Even just a few years ago, verifying patient eligibility once a year was good enough, as most patients stuck with their insurance providers for the long haul. However, the market is changing, and more and more patients are switching over to higher deductible plans and plans based on cost sharing.
Today, a patient’s insurance information can change over night—which is why it’s increasingly important to regularly verify your patients’ eligibility. But when, exactly, should you verify patient eligibility?
This is a very common question to ask—and a very important one, as well. However, unlike in a few years ago, there are now a number of occasions when you should verify eligibility, as we’ll discuss below.
When Appointments Are Scheduled
Considering that eligibility issues are one of the leading reasons why claims are delayed, denied, or rejected, it’s important to start your eligibility verification process as soon as appointments are scheduled.
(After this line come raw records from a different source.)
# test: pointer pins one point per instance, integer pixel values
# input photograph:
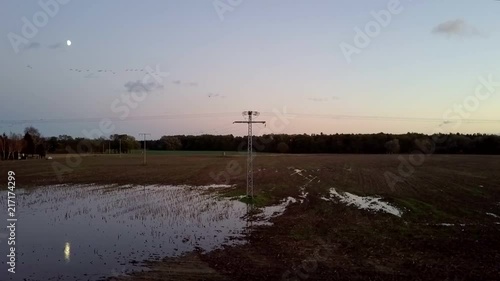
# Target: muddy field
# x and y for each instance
(343, 219)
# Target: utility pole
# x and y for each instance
(144, 134)
(250, 114)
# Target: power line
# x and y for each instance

This will give you plenty of time to look into any issues you might find. For example, if you find an error this early on, you have time to contact the patient before they come into the office, saving you both the hassle. Additionally, by verifying their eligibility, you can also estimate what their payment responsibility will be at the time of service, and pass this along—again, saving you the hassle of surprising them with a copay when they check in.
Before Actual Appointments
Additionally, it’s also smart to verify the patient’s eligibility again 2-3 days before the appointment, especially if you schedule appointments far in advance. This is smart as the patient’s remaining deductible levels can change in a matter of days.
If you didn’t verify patient eligibility when the appointment was schedule, or a couple days before the actual appointment, check-in is your last option to do so before your patient receives their service. At this point, it’s also recommended that you have your patient payment policies outlined and accessible for patients, which will make it easier for your front desk staff to educate patients and collect their payments.
After the Appointment, If Needed
Another considerable effect early and active patient eligibility verification can have on your practice is the reduction in A/R days outstanding, as the cleaner claims can result in fewer denials. Additionally, in the event of denials, verification software can also aid in your appeal letters. If a claim is denied, take the time to re-verify to help prove that the patient was eligible at the time of service.
Every Month or So
And lastly, it’s also smart to run a batch eligibility inquiry of all your patients every month or so, if you use verification software capable of running this sort of inquiry. As mentioned, it’s no longer good enough to verify eligibility once a year—in fact, most recommend running a bulk verification every month or so, in order to catch any changes in your patients insurance coverage or deductible levels.
Of course, verifying eligibility at each of these occasions can be overwhelming, especially if you don’t have the software to support automated inquiries. By leveraging patient eligibility verification software, however, you can keep a closer watch on your patients’ plans, as well as on your revenue cycle efficiency.